Harrison's comment came on the heels of outside linebackers coach Joey Porter telling the Pittsburgh Post-Gazette and Steelers Nation Radio this week that the team plans to use rookie T.J. Watt and Bud Dupree as primary pass rushers.
"I'll be fine, whatever they want me to do," Harrison said on Wednesday. "Whatever they want, I'm good."
Harrison recorded 5.0 sacks in each of the past two seasons before signing a two-year, $3.5 million contract in March. The new pact is Harrison's second with the Steelers since he held an official retirement press conference in August 2014.
The 39-year-old Harrison will enter his 15th season in the NFL, all but one with Pittsburgh. The Steelers released him in 2013 when he refused to take a pay cut, and he played that season with the Cincinnati Bengals.
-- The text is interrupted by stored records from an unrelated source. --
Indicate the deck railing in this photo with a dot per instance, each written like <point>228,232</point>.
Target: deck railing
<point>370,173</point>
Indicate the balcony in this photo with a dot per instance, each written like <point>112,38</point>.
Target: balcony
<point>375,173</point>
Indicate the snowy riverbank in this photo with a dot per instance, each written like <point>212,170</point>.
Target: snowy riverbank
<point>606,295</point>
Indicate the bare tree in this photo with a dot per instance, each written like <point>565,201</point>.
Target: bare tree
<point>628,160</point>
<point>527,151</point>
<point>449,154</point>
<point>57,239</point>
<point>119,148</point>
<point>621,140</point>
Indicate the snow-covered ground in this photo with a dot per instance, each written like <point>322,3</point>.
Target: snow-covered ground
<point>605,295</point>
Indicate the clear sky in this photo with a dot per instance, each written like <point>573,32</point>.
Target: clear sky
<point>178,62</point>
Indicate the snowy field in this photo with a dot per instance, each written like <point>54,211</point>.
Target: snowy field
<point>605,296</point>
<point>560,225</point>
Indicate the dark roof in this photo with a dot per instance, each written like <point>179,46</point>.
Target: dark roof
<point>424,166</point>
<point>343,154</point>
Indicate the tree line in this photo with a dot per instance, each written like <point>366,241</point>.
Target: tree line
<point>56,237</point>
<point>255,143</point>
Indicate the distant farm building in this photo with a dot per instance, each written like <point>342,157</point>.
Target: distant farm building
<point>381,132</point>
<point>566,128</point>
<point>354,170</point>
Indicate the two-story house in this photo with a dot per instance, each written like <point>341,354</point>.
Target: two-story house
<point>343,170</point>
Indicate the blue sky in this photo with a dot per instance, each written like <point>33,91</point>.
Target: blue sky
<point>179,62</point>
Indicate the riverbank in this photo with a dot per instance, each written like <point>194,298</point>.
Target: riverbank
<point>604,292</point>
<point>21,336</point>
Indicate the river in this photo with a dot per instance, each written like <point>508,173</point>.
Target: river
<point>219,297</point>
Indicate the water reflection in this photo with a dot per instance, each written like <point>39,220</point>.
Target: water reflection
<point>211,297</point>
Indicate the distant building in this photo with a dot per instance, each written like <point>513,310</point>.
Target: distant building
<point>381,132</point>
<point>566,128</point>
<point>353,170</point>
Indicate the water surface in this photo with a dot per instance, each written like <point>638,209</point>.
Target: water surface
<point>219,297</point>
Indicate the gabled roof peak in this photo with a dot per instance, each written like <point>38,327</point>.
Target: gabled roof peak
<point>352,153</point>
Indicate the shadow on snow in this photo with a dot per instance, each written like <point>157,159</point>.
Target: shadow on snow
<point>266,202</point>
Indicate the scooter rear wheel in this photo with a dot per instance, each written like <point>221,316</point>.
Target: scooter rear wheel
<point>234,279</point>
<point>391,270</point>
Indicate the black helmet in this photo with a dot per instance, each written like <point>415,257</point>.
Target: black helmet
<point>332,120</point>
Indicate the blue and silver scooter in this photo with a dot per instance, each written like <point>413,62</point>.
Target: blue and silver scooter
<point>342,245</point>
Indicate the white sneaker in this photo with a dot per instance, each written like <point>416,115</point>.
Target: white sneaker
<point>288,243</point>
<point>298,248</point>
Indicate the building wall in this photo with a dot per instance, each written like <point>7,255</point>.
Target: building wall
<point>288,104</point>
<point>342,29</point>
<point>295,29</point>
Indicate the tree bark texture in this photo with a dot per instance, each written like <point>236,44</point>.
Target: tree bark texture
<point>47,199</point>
Harrison started seven of 15 regular-season games played in 2016, accumulating 53 tackles and two forced fumbles. His five regular-season sacks paved the way for him to become the Steelers' all-time sacks leader during the regular season with 79.5. Sacks became an official statistic in 1982.
Harrison is also tied for the most sacks (11.0), along with LaMarr Woodley, in Steelers' postseason history.
Harrison originally signed with the Steelers as an undrafted rookie free agent on April 22, 2002. He has started 117 of 187 games played for Pittsburgh and recorded 81.5 sacks during his time in the NFL.
Harrison was the NFL Defensive Player of the Year in 2008 after recording a Steelers-record 16.0 sacks. Harrison earned five consecutive trips to the Pro Bowl (2007-11) and was named All-Pro following three seasons (2007, 2008 and 2010).
Harrison has played in 19 postseason games (12 starts). He helped the Steelers win three AFC championships and two Super Bowls. Harrison registered the longest interception return in Super Bowl history, a 100-yard touchdown in Super Bowl XLIII.